Race should not play a factor in society’s perceptions of athletes—a guideline media outlets should follow and respect in sports coverage today.
There has been a love-hate relationship when it comes to black athletes and how the media and society at large perceive them. The misconceptions surrounding black athletes are often unfair and unjustified. It is laughable when predominately white media outlets try to explain the culture and background of black athletes. It is especially irritating when white newscasters pass judgment on athletes for being aggressive or playing a sport with intensity.
Black athletes are brash and in-your-face. They exude confidence like no other, and when they beat an opposing team, they are not afraid to let them know. That confidence is part of the culture they are raised in—a culture that teaches young athletes to be the best at all costs because success on the field might be the only way to a brighter future.
Such athletes may come off as arrogant, but it is not because they want to let others know they are better than them. They are the way they are because they are proud of their accomplishments, and no one can take that away from them.
People see an athlete’s interviews, commercials, clothing and image in the media and never ask themselves what that person has been through. People assume when they hear two-minute sound bites of athletes bragging about being the best that they must be thugs or uneducated.

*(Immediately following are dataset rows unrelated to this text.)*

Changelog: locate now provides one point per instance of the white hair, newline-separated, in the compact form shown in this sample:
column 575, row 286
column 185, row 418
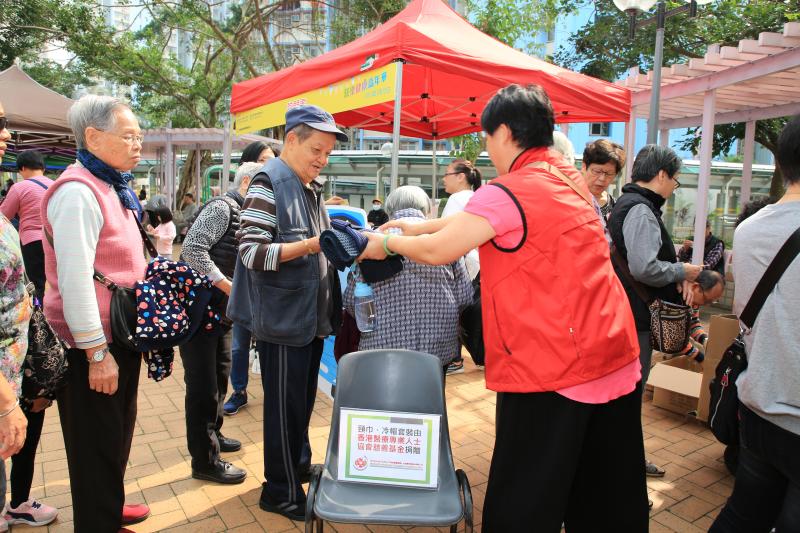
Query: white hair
column 562, row 143
column 408, row 197
column 93, row 111
column 246, row 170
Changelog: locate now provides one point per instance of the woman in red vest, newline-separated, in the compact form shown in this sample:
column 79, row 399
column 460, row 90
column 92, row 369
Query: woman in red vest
column 561, row 348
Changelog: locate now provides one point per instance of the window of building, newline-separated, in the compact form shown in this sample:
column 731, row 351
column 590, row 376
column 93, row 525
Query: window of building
column 600, row 129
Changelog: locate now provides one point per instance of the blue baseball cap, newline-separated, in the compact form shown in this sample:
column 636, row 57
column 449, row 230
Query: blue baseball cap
column 313, row 117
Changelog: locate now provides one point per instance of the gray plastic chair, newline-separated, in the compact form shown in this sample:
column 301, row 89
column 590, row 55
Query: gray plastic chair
column 389, row 380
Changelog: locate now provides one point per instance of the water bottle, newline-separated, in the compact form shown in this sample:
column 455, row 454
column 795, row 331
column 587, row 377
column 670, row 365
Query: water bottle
column 365, row 307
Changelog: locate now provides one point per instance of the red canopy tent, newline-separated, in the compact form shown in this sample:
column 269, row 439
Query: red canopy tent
column 450, row 71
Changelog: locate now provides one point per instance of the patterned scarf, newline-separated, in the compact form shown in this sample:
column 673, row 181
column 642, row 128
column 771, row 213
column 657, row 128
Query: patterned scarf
column 118, row 180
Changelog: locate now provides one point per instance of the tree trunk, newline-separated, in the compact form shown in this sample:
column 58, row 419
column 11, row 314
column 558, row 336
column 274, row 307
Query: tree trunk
column 188, row 182
column 776, row 188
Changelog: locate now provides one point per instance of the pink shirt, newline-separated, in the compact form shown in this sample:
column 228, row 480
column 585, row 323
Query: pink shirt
column 497, row 207
column 24, row 199
column 165, row 234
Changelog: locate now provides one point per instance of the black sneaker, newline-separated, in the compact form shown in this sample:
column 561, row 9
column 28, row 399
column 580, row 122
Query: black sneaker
column 228, row 445
column 220, row 472
column 292, row 511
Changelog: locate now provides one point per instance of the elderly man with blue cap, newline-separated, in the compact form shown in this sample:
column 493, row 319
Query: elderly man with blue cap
column 288, row 295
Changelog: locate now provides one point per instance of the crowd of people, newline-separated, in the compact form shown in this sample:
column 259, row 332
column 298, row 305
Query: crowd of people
column 563, row 266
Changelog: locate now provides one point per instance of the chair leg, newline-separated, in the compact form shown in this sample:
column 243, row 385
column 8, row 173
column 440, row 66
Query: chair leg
column 466, row 492
column 311, row 519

The hypocrisy present in discourse about black athletes is unbelievable. For example, Seattle Seahawks cornerback Richard Sherman made waves in a recent interview after a game against the San Francisco 49ers. He proclaimed himself the best and made it clear he was tired of people talking bad about him. I respect that. Sherman was showing emotion after making arguably the NFL’s play of the year. After that interview, many people seemed to have an opinion about him, and personally, I believe most of the criticism he received was unwarranted.
Last time I checked, showing emotion is as much a part of sports as athleticism. Yes, Sherman did it louder than most, but he still had every right to show his emotions. Expressing his feelings, as arrogant as he might sound to some, does not make him a thug or uneducated. Sherman graduated from Stanford with a 3.9 GPA and is currently working on his master’s degree—facts naysayers should remember before casting the
White athletes are overwhelmingly absolved from these types of criticisms. Tom Brady, New England Patriots quarterback, was caught on camera in a shouting match with his coach not too long ago. The way I was taught, what the coach says goes, so Brady should not have been allowed to yell at his coach and get away with it.
Sherman was practically crucified for yelling into a camera and was accused of insulting his opponents, yet Brady did not receive nearly as much criticism after disrespecting his coach—that doesn’t make a lot of sense.
There is a definite double standard when it comes to judging black athletes versus their white counterparts. Golfer Tiger Woods had affairs with numerous women and was on the cover of multiple tabloid magazines for doing so. On the other hand, Ben Roethlisberger, white quarterback for the Pittsburgh Steelers, was accused of rape, found not guilty and did not receive half the media attention Woods did.
It seems to me when black athletes do something wrong, it is seen by the media as part of their character and a result of how they grew up. When a white athlete commits the same crime, however, it is seen as an uncharacteristic mistake.
Things need to change. Whether that change is increasing media diversity or simply a more critical viewership, something has to give.